Kansas has no separate rent-increase notice statute – an increase is a change of the terms of the tenancy that the lease governs. For a month-to-month tenancy, the practical rule is KSA 58-2570(b): at least 30 days’ written notice to a periodic rent-paying date before the new rent takes effect, the same notice used to change or end the tenancy. Follow any longer period your lease requires, and put the new rent and effective date in writing.
Is there a cap on rent increases in Kansas?
No. Kansas has no rent control and no cap on the amount of an increase, and KSA 12-16,120 bars counties, cities, and townships from adopting local rent control on privately owned property (the only carve-outs are government-owned property and federally subsidized housing). The real limits are proper written notice, no mid-term increase on a fixed lease, and the retaliation and fair-housing bars.
How must the notice be delivered?
Kansas requires the change-of-terms notice to be written and sets no required delivery method, so use one you can prove: personal delivery, delivery left at the premises when the tenant is absent, certified mail with a return receipt, or first-class mail. Email or text works only if the lease or tenant authorizes electronic notice. Keep the proof either way – a verbal increase does not satisfy the notice.
Can a landlord raise rent during a fixed-term Kansas lease?
Not during the fixed term. On a fixed-term lease the rent is locked unless the lease has an escalation clause, and any increase takes effect at renewal. A month-to-month tenancy can be increased prospectively with at least 30 days’ written notice to a rent-paying date under KSA 58-2570(b).
Can a rent increase be illegal in Kansas?
Yes, indirectly. KSA 58-2572 bars a landlord from raising the rent in retaliation after a tenant complains to a government agency about a code violation, complains to the landlord under KSA 58-2553, or organizes or joins a tenants’ union. The same statute still allows a good-faith increase that does not conflict with a lease and recovers genuine cost increases (taxes, utilities, or operating costs). A retaliatory increase gives the tenant the remedies in KSA 58-2563 and a defense to eviction.
What happens if the tenant doesn’t pay the new rent?
If the increase is on a month-to-month tenancy, served in writing with at least 30 days’ notice to a rent-paying date and outside the retaliation bar, the tenant either pays the new rent or gives notice and moves out.
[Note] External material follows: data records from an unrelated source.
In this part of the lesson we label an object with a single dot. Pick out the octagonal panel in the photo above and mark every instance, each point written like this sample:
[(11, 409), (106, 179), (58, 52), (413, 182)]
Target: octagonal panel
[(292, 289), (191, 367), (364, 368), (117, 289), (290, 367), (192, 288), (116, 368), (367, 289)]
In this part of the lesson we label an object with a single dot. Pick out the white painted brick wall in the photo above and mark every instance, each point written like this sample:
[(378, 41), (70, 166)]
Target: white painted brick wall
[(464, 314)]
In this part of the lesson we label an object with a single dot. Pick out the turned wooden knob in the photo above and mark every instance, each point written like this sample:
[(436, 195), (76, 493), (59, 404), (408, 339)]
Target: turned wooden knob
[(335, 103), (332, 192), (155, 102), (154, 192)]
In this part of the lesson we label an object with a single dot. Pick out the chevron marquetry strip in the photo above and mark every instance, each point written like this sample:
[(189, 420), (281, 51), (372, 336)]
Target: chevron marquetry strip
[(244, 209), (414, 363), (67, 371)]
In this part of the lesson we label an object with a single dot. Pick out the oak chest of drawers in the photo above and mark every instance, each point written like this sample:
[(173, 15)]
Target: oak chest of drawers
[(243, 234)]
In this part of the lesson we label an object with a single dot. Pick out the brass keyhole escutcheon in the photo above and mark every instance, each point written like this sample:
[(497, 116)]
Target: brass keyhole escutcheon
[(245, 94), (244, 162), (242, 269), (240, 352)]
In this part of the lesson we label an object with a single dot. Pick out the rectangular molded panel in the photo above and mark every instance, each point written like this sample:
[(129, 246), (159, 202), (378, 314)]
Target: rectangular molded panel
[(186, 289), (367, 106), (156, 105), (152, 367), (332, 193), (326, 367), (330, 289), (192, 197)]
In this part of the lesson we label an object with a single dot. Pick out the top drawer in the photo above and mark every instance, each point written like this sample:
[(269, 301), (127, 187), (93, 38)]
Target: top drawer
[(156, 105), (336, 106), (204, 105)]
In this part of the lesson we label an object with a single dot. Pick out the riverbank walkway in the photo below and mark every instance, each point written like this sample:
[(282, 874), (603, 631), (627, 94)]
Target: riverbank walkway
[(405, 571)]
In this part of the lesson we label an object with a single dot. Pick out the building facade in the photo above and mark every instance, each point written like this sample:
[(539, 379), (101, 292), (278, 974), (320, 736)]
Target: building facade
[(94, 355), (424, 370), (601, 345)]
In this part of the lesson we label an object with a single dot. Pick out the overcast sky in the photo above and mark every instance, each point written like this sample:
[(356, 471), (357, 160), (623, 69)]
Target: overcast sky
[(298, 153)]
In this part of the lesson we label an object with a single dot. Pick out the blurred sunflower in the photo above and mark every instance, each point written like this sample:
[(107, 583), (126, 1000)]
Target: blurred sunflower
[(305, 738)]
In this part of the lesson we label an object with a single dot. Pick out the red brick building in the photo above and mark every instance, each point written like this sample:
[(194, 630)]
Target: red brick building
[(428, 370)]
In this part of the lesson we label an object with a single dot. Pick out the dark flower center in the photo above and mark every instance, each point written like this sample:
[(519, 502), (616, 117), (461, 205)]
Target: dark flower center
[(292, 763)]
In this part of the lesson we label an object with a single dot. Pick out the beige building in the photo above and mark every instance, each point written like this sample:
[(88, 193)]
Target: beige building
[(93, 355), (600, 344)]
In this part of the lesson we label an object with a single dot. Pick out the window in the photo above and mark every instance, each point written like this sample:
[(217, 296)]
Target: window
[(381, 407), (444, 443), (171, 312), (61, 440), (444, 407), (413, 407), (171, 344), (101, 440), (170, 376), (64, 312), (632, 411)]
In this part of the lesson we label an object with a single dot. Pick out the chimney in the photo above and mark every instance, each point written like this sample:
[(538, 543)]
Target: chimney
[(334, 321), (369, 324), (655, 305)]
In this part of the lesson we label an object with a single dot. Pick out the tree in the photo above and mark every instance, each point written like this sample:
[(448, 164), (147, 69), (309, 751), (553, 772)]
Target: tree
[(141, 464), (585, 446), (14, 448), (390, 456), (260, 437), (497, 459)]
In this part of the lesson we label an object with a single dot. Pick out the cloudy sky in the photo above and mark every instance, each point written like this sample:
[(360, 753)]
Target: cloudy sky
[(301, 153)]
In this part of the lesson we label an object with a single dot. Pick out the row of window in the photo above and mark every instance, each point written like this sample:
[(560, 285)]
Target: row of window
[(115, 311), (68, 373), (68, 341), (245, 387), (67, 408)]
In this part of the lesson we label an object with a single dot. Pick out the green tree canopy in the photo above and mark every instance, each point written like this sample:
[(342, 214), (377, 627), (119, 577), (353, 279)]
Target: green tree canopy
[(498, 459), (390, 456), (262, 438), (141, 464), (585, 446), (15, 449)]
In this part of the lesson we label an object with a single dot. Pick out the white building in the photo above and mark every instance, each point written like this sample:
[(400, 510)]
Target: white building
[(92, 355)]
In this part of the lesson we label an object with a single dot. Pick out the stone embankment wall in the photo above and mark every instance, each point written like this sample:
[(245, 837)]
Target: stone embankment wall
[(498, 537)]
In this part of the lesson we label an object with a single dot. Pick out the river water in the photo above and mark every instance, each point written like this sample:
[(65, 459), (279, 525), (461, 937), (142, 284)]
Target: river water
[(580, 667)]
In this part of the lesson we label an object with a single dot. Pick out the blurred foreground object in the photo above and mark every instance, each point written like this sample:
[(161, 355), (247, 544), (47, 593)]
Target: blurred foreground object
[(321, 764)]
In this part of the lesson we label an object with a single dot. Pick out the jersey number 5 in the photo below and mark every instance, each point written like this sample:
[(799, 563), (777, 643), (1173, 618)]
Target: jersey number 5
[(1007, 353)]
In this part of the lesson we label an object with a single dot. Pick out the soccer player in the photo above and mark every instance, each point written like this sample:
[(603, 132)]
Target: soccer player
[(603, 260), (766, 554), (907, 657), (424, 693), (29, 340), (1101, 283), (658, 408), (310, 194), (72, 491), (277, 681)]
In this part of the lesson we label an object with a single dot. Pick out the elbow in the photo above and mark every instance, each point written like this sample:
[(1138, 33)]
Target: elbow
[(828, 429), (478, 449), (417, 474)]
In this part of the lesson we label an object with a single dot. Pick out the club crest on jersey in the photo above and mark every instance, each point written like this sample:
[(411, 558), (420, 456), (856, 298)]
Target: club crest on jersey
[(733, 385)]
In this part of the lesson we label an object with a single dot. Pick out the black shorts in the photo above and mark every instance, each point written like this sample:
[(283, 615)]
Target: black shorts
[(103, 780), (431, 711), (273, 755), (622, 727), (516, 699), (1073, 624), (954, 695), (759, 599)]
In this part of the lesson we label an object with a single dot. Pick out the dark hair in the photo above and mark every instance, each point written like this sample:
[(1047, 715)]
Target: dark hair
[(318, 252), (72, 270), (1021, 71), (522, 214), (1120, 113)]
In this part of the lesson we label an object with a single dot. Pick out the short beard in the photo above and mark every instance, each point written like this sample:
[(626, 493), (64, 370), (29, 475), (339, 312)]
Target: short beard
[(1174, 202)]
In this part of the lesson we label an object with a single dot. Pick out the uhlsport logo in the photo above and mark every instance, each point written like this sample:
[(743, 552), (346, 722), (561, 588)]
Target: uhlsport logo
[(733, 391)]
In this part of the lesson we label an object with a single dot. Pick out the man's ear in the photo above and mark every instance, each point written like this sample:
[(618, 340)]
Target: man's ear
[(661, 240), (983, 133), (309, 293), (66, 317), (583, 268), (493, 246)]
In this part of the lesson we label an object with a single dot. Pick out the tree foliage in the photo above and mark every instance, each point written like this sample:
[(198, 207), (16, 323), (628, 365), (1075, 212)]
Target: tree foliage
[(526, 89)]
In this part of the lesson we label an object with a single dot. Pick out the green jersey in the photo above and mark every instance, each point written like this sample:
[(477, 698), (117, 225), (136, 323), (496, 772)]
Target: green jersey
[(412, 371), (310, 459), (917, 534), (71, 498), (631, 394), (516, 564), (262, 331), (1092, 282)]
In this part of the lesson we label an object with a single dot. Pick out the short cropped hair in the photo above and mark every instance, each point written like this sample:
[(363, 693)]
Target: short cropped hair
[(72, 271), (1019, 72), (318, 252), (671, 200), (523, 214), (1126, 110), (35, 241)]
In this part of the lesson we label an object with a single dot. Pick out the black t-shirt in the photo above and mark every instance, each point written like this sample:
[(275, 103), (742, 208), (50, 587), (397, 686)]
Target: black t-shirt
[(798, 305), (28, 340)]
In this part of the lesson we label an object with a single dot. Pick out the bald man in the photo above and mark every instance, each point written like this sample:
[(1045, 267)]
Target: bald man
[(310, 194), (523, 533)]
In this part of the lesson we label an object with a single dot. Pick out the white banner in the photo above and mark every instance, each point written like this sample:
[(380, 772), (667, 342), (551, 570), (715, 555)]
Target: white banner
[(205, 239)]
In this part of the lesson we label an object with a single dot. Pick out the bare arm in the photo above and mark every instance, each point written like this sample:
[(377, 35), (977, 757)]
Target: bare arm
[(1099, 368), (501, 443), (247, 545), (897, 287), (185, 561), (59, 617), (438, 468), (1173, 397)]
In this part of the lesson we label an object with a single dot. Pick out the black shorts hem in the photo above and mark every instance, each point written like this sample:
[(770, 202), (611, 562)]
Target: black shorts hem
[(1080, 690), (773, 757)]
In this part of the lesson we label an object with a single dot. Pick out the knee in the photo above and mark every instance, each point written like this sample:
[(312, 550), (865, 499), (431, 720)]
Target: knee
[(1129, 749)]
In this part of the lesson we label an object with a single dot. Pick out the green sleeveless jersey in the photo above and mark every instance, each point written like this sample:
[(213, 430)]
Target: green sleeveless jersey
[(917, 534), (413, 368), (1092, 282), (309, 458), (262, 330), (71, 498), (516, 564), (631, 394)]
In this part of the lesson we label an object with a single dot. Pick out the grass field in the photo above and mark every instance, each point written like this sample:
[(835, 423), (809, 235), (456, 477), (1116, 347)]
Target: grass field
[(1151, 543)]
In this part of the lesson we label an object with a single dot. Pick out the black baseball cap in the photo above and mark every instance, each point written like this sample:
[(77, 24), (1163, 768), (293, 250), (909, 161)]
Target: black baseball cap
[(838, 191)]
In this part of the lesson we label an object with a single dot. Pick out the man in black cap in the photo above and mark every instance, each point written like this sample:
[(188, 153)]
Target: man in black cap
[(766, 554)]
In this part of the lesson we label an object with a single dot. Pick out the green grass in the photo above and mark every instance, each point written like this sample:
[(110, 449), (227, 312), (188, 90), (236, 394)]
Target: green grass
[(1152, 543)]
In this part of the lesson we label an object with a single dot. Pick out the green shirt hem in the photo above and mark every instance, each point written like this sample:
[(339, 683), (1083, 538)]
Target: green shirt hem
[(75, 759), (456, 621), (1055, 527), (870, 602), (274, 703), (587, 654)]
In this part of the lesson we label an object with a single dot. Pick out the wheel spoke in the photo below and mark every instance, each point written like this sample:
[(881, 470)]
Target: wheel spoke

If the tenant stays and pays only the old amount after a valid increase, the shortfall is unpaid rent the landlord can address with a notice under Kansas eviction law.
What are common mistakes that invalidate the notice?
The usual errors are giving less than 30 days’ written notice on a month-to-month tenancy, setting the effective date before a rent-paying date, raising rent mid-term on a fixed lease that does not allow it, assuming a 60- or 90-day rule applies to an ordinary rental (the only 60-day figure is the separate manufactured-home-park Act, and there is no 90-day rule), timing the increase as retaliation under KSA 58-2572, and relying on a verbal notice with no proof of delivery. Any one of these can make the increase unenforceable.